Reggie and Sam are so charismatic as heroines, and Eberhardt so enamored of the days when Barbara Stanwyck or Jean Harlow were top-billed over their male co-stars in movies like The Lady Eve (1941) or Dinner At Eight (1933) that he writes himself a wide margin of error for everything else. He doesn’t seem to know who his antagonists are, shifting from creepy crawling zombies to those whose decay has turned them diabolical to government scientists starting to turn, depending on how exposed they were to the comet. There’s no science to the science fiction, the life cycle of the planet’s survivors left to whatever the production could pull out of the makeup trailer. $700,000 didn’t go far even in 1983, and the climax is flat-out boring, a virtuous scientist played by Mary Woronov and an evil stepmother by Shannon Farrell having exited the picture way too early.
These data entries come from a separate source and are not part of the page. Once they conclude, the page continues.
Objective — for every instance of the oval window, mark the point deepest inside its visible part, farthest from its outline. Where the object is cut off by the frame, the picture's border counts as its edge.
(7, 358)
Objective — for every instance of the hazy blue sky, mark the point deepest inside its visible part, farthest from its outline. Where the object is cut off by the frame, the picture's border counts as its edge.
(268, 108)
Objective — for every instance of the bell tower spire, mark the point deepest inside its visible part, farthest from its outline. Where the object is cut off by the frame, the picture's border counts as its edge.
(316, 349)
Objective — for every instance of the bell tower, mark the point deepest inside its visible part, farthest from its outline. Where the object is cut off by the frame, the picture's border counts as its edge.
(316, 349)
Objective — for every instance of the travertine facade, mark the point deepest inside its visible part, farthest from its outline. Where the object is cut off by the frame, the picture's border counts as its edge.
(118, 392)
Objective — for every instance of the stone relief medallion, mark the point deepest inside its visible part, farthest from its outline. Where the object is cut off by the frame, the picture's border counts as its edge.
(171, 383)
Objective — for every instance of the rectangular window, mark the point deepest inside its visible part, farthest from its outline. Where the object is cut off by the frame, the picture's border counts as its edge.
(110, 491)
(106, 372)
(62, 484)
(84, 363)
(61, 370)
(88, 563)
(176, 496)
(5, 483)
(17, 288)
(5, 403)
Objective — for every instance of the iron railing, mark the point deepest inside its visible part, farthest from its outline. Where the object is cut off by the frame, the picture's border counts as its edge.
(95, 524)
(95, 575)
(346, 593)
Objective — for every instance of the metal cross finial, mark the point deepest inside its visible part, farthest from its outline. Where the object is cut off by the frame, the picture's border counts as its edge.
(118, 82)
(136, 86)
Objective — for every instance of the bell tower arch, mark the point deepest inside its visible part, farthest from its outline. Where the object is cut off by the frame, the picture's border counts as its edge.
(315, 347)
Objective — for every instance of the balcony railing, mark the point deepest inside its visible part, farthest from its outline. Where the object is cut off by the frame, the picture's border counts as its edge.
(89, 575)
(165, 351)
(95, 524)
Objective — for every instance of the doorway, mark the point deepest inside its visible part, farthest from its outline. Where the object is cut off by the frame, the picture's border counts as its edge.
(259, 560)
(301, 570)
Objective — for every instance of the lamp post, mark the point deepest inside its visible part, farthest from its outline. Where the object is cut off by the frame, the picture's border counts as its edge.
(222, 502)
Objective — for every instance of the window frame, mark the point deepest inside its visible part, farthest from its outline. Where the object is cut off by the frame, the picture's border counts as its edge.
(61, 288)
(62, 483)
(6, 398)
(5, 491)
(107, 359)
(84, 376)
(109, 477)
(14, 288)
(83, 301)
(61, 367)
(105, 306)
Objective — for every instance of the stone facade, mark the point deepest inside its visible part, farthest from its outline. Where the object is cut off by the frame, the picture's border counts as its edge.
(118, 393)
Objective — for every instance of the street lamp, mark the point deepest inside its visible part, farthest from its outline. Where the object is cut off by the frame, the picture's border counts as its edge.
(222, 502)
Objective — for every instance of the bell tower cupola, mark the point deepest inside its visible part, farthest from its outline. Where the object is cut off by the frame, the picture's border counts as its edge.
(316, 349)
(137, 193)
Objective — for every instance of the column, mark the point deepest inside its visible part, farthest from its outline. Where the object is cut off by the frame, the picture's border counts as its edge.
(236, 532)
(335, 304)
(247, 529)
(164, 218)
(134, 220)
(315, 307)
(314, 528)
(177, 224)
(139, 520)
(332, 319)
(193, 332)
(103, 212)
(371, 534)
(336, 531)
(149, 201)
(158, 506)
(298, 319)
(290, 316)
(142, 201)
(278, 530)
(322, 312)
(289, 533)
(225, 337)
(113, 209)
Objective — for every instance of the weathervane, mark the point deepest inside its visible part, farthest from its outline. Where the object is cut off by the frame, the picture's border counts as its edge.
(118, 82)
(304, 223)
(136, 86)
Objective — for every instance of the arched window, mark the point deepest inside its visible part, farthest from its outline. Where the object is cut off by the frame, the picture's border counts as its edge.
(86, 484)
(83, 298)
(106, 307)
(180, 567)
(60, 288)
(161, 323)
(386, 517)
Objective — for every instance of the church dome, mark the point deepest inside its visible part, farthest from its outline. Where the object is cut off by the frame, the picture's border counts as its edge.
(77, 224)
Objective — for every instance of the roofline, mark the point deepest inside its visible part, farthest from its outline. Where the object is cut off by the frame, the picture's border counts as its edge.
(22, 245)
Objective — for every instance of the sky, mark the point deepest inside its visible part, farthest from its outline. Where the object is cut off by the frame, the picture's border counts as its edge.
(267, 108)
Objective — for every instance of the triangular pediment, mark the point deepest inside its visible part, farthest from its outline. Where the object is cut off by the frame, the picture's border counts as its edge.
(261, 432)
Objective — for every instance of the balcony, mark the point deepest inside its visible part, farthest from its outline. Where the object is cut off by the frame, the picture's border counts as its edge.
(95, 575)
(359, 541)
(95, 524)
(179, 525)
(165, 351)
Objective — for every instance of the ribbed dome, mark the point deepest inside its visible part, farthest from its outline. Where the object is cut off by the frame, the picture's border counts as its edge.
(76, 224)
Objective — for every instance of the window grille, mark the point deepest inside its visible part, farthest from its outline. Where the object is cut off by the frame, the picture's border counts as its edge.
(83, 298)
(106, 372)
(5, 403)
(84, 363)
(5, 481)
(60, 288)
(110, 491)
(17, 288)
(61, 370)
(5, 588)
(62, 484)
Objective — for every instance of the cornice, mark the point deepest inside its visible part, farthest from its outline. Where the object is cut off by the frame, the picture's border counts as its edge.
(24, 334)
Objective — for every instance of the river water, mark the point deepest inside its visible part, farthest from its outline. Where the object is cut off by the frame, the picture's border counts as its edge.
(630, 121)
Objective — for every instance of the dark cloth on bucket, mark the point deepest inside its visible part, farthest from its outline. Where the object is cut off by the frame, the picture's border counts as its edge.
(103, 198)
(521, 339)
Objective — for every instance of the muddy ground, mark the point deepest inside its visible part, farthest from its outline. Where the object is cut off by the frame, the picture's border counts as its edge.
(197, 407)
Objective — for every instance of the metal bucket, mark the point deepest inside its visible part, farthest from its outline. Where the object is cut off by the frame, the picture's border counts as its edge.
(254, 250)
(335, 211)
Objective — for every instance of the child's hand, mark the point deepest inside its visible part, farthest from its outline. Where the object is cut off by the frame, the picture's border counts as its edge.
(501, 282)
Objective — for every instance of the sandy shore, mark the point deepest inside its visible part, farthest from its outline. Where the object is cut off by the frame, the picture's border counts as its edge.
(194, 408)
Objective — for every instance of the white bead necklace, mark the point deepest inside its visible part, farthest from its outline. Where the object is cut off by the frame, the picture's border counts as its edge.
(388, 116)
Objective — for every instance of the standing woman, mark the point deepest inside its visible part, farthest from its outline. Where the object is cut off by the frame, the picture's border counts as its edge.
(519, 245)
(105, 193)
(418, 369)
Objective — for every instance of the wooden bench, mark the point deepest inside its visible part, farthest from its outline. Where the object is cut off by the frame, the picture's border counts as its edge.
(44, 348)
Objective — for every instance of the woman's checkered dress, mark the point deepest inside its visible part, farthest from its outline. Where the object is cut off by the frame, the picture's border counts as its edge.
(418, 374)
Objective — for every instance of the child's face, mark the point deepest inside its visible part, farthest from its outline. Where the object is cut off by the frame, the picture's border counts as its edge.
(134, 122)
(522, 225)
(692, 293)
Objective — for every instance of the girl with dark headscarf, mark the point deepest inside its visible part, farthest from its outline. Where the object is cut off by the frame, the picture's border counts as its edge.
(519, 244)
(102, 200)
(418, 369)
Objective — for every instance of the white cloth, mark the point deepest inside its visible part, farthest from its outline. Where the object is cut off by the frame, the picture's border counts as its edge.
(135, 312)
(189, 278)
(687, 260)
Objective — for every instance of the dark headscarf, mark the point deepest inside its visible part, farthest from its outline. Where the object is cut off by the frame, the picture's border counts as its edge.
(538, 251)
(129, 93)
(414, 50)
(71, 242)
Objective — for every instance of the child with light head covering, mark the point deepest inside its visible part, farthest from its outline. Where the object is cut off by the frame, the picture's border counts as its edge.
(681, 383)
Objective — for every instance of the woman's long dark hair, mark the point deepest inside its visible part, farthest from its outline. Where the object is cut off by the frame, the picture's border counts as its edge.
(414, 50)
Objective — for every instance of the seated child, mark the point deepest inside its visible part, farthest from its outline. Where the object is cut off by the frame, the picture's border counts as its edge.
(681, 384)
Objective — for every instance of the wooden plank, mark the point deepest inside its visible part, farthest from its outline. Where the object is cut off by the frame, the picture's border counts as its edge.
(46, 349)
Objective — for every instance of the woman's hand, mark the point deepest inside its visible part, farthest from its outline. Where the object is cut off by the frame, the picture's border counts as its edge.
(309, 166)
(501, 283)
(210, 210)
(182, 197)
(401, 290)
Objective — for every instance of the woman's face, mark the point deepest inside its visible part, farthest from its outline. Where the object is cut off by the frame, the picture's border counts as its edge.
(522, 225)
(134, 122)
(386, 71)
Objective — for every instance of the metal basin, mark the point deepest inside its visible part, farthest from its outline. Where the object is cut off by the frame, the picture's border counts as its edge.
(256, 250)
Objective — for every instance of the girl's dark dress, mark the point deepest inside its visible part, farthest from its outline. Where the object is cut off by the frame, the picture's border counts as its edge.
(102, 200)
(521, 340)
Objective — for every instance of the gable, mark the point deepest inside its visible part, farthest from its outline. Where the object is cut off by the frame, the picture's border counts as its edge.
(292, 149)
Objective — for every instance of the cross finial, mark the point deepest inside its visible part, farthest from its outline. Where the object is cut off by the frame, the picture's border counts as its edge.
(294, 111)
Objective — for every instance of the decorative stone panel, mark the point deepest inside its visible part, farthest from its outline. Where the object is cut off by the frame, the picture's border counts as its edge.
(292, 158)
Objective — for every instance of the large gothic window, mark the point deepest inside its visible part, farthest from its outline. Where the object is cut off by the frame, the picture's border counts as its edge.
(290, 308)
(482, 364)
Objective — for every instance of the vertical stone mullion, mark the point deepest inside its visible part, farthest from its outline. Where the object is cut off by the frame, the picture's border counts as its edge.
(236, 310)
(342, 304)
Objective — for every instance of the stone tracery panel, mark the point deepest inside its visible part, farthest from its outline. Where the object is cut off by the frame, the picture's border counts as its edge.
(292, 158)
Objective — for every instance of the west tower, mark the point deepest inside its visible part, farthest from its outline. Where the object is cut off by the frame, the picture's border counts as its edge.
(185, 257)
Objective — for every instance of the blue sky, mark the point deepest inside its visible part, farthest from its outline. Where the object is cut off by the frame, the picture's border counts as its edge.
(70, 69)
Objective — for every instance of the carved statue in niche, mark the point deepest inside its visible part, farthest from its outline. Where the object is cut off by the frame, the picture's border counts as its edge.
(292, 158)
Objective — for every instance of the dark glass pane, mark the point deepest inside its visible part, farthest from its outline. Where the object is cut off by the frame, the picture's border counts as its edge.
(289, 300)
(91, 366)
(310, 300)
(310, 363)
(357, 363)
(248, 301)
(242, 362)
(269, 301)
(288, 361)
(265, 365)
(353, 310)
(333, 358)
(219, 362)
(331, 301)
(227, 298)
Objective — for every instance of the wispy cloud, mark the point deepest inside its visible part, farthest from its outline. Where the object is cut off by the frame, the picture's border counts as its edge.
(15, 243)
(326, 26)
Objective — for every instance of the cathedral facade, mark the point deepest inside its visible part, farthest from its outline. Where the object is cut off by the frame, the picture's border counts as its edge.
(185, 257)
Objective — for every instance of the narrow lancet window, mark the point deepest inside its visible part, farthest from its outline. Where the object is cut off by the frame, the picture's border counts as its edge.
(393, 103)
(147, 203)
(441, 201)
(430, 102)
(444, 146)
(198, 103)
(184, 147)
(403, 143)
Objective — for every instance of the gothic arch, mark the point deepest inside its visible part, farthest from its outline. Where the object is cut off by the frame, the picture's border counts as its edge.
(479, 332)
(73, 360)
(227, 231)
The bargain bin soundtrack could have been disastrous, but played today, its generic quality is actually an asset, sounding better than eighties New Wave created by AI would sound, settling into the background like music at Chess King. Eberhardt makes writing women look easy. Once Reggie not only demonstrates facility at the arcade game Tempest but a working knowledge of Superman, we know humanity is in good hands.